The dynamics of the spray gun follow the principle of conservation of mass or the continuity equation from fluid dynamics. This principle states that the mass flow rate of a fluid entering a system must equal the mass flow rate leaving a system. For incompressible fluids like liquids, or compressed air where changes in density are negligible, this is often simplified to the rate of volume flow or the continuity equation:

$$ A_1v_1 = A_2v_2 $$

where

$$A_1$$ is the cross-sectional area of the piston,

$$v_1$$ is the speed of the piston,

$$A_2$$ is the cross-sectional area of the nozzle, and

$$v_2$$ is the velocity of the fluid (air) leaving the nozzle.
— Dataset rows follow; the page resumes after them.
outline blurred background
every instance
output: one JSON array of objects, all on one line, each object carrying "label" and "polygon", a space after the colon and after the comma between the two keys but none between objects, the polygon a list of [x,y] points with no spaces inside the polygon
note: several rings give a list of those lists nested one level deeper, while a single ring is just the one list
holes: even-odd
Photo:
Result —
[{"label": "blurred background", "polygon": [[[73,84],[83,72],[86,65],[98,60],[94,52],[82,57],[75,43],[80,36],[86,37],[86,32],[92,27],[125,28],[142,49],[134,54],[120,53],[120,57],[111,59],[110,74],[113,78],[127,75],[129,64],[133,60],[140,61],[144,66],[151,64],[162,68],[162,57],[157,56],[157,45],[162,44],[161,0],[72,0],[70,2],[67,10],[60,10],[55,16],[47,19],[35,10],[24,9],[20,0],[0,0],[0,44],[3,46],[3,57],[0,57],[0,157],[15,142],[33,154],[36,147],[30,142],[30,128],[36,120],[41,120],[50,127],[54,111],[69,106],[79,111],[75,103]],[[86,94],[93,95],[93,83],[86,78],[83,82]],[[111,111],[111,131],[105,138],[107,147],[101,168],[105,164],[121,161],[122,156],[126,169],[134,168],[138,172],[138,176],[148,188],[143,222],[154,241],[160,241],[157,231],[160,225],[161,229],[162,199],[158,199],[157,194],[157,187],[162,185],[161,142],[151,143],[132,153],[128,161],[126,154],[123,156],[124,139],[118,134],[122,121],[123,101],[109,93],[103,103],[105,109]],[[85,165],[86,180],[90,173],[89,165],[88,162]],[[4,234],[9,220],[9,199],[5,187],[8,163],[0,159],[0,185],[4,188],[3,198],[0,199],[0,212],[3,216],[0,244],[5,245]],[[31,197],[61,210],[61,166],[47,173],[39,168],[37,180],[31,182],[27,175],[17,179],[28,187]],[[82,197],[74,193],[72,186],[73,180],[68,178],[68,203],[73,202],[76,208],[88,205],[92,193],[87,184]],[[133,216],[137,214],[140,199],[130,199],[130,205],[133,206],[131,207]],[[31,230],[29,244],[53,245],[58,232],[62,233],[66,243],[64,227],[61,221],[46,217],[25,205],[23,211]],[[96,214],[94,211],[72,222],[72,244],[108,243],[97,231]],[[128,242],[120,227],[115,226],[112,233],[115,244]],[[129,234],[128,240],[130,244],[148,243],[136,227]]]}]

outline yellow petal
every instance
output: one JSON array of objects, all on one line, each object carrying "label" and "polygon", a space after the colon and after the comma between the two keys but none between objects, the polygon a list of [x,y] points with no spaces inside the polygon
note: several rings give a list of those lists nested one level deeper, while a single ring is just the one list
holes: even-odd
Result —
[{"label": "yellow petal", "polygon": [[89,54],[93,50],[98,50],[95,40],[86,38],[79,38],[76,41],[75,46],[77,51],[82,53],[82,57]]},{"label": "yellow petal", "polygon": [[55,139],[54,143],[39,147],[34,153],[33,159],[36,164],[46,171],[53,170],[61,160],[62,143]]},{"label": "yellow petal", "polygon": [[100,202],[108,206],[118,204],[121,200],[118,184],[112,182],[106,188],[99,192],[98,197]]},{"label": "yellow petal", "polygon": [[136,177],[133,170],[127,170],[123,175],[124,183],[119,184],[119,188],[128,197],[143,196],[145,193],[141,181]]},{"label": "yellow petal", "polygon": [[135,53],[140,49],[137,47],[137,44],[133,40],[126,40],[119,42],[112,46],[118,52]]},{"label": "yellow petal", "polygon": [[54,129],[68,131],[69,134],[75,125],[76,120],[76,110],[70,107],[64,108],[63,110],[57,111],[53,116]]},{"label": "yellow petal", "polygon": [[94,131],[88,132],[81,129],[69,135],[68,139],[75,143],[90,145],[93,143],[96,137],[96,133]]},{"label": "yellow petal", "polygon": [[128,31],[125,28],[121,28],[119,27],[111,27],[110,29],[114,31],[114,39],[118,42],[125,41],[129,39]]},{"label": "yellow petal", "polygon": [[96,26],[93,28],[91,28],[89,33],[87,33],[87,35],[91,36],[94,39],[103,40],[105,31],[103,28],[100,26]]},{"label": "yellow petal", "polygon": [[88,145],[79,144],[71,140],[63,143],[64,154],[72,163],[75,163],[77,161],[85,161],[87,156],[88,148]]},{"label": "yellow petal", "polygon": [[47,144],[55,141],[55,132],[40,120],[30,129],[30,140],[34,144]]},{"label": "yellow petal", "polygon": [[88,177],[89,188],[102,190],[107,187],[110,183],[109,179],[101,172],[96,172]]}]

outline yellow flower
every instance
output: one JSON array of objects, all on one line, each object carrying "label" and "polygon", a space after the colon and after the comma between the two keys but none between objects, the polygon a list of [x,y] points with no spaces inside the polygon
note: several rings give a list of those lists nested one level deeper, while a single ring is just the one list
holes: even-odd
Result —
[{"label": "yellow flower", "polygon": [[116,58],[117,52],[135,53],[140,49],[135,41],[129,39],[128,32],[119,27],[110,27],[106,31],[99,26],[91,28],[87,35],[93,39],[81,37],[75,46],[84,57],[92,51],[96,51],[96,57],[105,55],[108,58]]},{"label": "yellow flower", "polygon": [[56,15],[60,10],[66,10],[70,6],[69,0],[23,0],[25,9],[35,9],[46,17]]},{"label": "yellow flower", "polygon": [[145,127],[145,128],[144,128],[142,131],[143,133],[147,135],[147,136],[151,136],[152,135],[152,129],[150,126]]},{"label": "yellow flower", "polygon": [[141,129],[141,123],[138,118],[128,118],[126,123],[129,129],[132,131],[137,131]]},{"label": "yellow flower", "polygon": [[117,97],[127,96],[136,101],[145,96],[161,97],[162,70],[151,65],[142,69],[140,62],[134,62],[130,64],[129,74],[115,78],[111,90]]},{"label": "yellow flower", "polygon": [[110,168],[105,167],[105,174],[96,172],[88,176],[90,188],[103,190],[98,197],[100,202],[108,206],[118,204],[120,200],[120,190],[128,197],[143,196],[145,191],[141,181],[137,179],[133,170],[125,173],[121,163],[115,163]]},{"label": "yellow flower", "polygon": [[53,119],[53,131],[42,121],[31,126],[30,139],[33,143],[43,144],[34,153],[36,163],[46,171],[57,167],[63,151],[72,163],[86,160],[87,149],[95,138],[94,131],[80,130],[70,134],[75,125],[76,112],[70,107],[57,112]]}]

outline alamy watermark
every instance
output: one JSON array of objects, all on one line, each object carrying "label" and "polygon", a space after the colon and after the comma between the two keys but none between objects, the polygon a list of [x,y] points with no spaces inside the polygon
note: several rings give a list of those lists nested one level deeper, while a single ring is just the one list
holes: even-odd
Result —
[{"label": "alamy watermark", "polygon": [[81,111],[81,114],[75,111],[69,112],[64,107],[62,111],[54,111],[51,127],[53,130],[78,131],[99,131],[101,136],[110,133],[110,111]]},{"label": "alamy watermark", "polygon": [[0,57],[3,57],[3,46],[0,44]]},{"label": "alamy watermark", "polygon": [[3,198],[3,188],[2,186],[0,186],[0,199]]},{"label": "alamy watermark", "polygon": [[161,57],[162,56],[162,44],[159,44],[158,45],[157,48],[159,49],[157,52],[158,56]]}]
We can use this equation to find the speed of air leaving the nozzle. Given that the piston's speed is 5 mm/s and its radius is 20 mm, we have

$$ A_1 = \pi (20\, \text{mm})^2 = 400\pi\, \text{mm}^2 $$

and

$$ v_1 = 5\, \text{mm/s} $$

The nozzle's radius is 1 mm, thus

$$ A_2 = \pi (1\, \text{mm})^2 = \pi\, \text{mm}^2 $$

Substituting the values into the continuity equation, we can solve for $$v_2$$:

$$ A_1v_1 = A_2v_2 \rightarrow 400\pi\, \text{mm}^2 \times 5\, \text{mm/s} = \pi\, \text{mm}^2 \times v_2 \rightarrow v_2 = \frac{400\pi\, \text{mm}^2 \times 5\, \text{mm/s}}{\pi\, \text{mm}^2} = 2000\, \text{mm/s} $$

Converting this to meters per second, we get

$$ v_2 = 2000\, \text{mm/s} \times \frac{1\, \text{m}}{1000\, \text{mm}} = 2\, \text{m/s} $$

Therefore, the air comes out of the nozzle with a speed of 2 m/s, which corresponds to Option C.